December 16, 2020
This year marks the 36th anniversary of the establishment of this ‘International Prize for Biology’ in 1985 to commemorate the sixty-year reign of Emperor Showa by honoring His Majesty for his long devotion to biology. The prize has subsequently also honored the research pursued by His Majesty the Emperor Emeritus. I would like to offer my heartfelt congratulations to Doctor SHINOZAKI Kazuo, Senior Advisor of the Center for Sustainable Resource Science at the Institute of Physical and Chemical Research, RIKEN, the recipient of the 36th International Prize for Biology.
This year’s prize is awarded in the field of ‘Biology of Environmental Responses’. Doctor Shinozaki has been an eminent leader in the field of plant responses to environmental stresses such as drought, low temperature, and high salinity. He has been a global pioneer in using the techniques of molecular biology to elucidate the mechanisms by which plants acquire tolerance to and respond to environmental stresses.

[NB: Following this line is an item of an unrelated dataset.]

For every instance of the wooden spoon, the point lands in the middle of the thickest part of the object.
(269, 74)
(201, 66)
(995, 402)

Using Arabidopsis thaliana as a model plant, Doctor Shinozaki has discovered a number of genes that are expressed in response to environmental changes, such as water shortage, high or low temperature, and high salinity, which impose tremendous stress on plants, and he has also elucidated the regulatory mechanisms of those processes. Particularly with regard to drought stress, Doctor Shinozaki has shown that a regulatory mechanism independent of abscisic acid (ABA) exists, separate from the previously known ABA-dependent pathway systems, such as the system that regulates stomatal closure to inhibit evaporative transpiration from the leaves. Furthermore, he has discovered a new drought stress signaling mechanism by identifying a long-distance messenger of stress signals from roots to leaves.
Doctor Shinozaki is also carrying out joint research in which he is applying genes related to environmental stress tolerance discovered in Arabidopsis thaliana to develop crops tolerant to drought stress. Strengthened drought tolerance and increased crop yields have been demonstrated in collaboration with overseas laboratories through actual field cultivation of transgenic rice and soybeans into which drought-tolerant Arabidopsis thaliana genes have been introduced.
Doctor Shinozaki’s research and his findings constitute some of the important cornerstones of the biology of environmental responses. Their applications can also be said to be of great value, and are expected to make a major contribution to overcoming global food crises, which are a matter of concern for the future as climate change proceeds.
Doctor Shinozaki’s research has led to important advances in basic plant science. This is entirely due to his many achievements as a researcher. I would like to take this opportunity to pay my deepest respects to Doctor Shinozaki.
In concluding my congratulatory address, I hope for the continued advance of Doctor Shinozaki’s research, enabling deeper progress in the study of biology as a whole.